Ich bin nach Indien zum Nachdenken gereist. Wir sind nach Indien gereist, um Abstand zu schaffen. Aus purem Luxus also.
Ist Indien eine Reise wert?
Nun, wenn man als Tourist unterwegs ist, wohl eher nicht. Da gibt es angenehmere Reiseländer. Ich meine – da gibt es schon ein paar sehenswerte Bauwerke, allen voran der Taj Mahal. Doch die Realität ist halt die, dass über 90% der Strassen in einem derartig erbärmlichen Zustand sind, dass man für die lächerliche Distanz von 250 Kilometern zwischen sechs und acht Stunden Autofahrt einrechnen muss. Die meisten Bauwerke sind zwar doch recht gut gepflegt, aber was uns auch in Erinnerung bleiben wird, ist dieser Geruch in und vor den meisten Palästen, der Geruch von Urin und Scheisse und dieser süssliche Gestank von Fledermauskot.
Ist Indien eine Reise wert?
Man kann die Frage uneingeschränkt mit Ja beantworten, wenn man eine Reise nach Innen unternehmen will, weil diese alptraumartige, anarchische, gar surreale Kulisse „Indien“ mit nichts aus unserem gewohnten Alltag zu vergleichen ist; man hat keine Chance, in sie einzutauchen, man sieht immer nur die konfuse Oberfläche.
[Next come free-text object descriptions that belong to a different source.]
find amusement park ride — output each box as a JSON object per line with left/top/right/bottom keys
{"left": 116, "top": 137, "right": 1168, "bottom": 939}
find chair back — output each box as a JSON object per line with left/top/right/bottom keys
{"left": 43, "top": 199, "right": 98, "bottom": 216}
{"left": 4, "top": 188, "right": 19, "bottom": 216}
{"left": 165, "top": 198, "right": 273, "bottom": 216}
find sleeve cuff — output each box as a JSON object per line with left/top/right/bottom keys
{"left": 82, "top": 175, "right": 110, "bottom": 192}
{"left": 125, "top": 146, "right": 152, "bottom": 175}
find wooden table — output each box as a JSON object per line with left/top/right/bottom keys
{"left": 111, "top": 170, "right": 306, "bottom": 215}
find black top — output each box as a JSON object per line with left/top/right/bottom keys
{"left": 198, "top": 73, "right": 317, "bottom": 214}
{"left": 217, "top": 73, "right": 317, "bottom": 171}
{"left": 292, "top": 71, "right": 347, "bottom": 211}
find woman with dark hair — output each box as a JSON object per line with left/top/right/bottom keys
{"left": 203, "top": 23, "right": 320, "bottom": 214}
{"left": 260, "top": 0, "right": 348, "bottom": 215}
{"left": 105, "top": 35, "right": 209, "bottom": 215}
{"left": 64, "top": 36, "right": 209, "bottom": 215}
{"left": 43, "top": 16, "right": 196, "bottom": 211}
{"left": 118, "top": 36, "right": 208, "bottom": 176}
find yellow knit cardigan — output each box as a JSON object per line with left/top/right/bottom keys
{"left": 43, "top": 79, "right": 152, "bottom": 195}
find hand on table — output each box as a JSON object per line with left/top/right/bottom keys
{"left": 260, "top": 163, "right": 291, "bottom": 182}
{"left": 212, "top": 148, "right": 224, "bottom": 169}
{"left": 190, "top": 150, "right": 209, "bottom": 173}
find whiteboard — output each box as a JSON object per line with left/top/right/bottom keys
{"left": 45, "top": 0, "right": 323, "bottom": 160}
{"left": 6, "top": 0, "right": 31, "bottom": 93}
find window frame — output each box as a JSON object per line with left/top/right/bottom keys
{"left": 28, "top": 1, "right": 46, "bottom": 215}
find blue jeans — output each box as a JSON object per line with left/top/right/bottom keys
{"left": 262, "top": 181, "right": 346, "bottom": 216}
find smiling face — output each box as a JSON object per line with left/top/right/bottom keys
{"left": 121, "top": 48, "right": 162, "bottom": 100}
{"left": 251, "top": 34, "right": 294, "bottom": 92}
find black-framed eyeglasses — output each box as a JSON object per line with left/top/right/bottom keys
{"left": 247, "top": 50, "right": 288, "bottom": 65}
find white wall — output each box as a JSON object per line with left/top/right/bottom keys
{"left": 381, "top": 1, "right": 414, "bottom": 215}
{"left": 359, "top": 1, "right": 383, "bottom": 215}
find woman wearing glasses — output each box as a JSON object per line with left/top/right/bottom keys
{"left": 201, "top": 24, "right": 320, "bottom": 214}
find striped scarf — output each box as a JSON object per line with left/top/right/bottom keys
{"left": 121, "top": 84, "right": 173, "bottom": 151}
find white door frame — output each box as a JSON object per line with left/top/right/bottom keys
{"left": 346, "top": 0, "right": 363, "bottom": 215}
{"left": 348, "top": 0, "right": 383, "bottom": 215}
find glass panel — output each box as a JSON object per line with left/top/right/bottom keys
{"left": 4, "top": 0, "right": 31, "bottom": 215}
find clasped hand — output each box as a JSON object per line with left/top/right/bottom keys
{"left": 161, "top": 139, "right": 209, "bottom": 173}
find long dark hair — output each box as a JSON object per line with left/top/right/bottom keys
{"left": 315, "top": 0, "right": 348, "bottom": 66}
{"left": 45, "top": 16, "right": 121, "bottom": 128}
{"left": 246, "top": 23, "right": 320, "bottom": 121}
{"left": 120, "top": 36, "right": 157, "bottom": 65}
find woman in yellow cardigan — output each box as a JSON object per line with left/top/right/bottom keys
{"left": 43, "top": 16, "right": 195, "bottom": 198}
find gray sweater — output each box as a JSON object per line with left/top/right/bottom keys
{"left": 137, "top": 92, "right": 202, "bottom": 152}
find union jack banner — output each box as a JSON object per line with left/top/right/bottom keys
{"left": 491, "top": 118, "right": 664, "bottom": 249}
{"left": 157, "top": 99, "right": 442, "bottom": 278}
Um nicht missverstanden zu werden, ich rede von Nachdenken, von der Auseinandersetzung mit westlichen Philosophen und nicht von östlich inspirierten, spirituellen Gymnastikstunden.
Wenn man so will, haben wir uns in diesen Wochen täglich neuen Irritationen ausgesetzt, bewusst gewählt als Stimulus zur Aktivierung unserer eigenen, westlichen Werte und Normen. Der Ort, von wo aus wir die Welt betrachten, ist die Schnittstelle zwischen analoger und digitaler Welt. Uns unterscheidet, dass wir uns als Individuum begreifen. Im Sinne von Sloterdijk: „Individuum ist, wer den privilegierten Zugang zu sich selbst als Erlebnisbesitzer beansprucht“.
merlinx meint
Und ich dachte immer, nach Indien fahren wäre wie Hinuntersteigen in den Brunnen der Weisheit.
(Ausgeklügeltes Bauwerk, auf dem Kopf stehende, leere Pyramide, phantastisch.)
Ausgetrunken oder vertrocknet?
M.M. meint
Es hat noch Wasser, dieses grünliche Zeugs. Jedoch: die Regenzeit ist vorbei, während der Monsunzeit steigt der Wasserspiegel wieder. Abgesehen davon, das Ding ist ja nicht mehr in Gebrauch.
Gotte meint
bleiben sie am besten in indien. hier herrscht gipfeli-gate, seit die baZ auf der frontseite (!) den missstand der znüniverpflegung der landräte in der finanzdirektion beleuchtet hat!
M.M. meint
Hab’s online mitbekommen…. Ganz schlimm.